Wingman Max has compiled a list of winchable prospects. His cousin has also provided a cheat sheet of chat-up lines, some of which Stevie thinks might be illegal.
VL is Gary McNair and Kieran Hurley’s sequel to 2018’s Square Go, with Scott Fletcher and Gavin Jon Wright reprising their roles as the wee guys navigating adolescence and its terrifying rites of passage.
McNair and Hurley’s writing is even sharper this time around, and Orla O’Laughlin’s taut direction brings out every zinging line and cringe-inducing observation. There’s so much to enjoy: Max’s love of inappropriate big words. The nicknames.
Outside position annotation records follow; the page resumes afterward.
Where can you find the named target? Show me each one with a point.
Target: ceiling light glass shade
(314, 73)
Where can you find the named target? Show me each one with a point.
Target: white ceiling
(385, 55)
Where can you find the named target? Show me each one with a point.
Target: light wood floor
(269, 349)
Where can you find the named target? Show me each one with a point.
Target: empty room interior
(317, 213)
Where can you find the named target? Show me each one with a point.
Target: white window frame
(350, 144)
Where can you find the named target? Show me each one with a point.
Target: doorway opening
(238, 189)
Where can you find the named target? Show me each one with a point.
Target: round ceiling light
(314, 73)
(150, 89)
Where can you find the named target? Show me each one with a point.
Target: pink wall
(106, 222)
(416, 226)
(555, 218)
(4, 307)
The description of the school disco, held in an ice rink, where one year Bupo ate a shoe.
Fletcher, now 36, is still very comfortable in the neon tracksuit of the daft wee laddie. Wright looks older but is completely convincing as the Strawbery Lace-munching Max as well as doubling as rollerskating love interest Sheila McGeechie and Stevie’s nemesis, Wee Cozza.
It’s worth seeing VL for Wee Cozza’s excruciating raps, which are mainly about balls, alone. The audience honked and snorted with laughter. If it’s all autobiographical, and McNair and Hurley were tormented throughout their schooldays, it was not in vain.
VL performs at Summerhall until August 26, 2024 (not the 20th).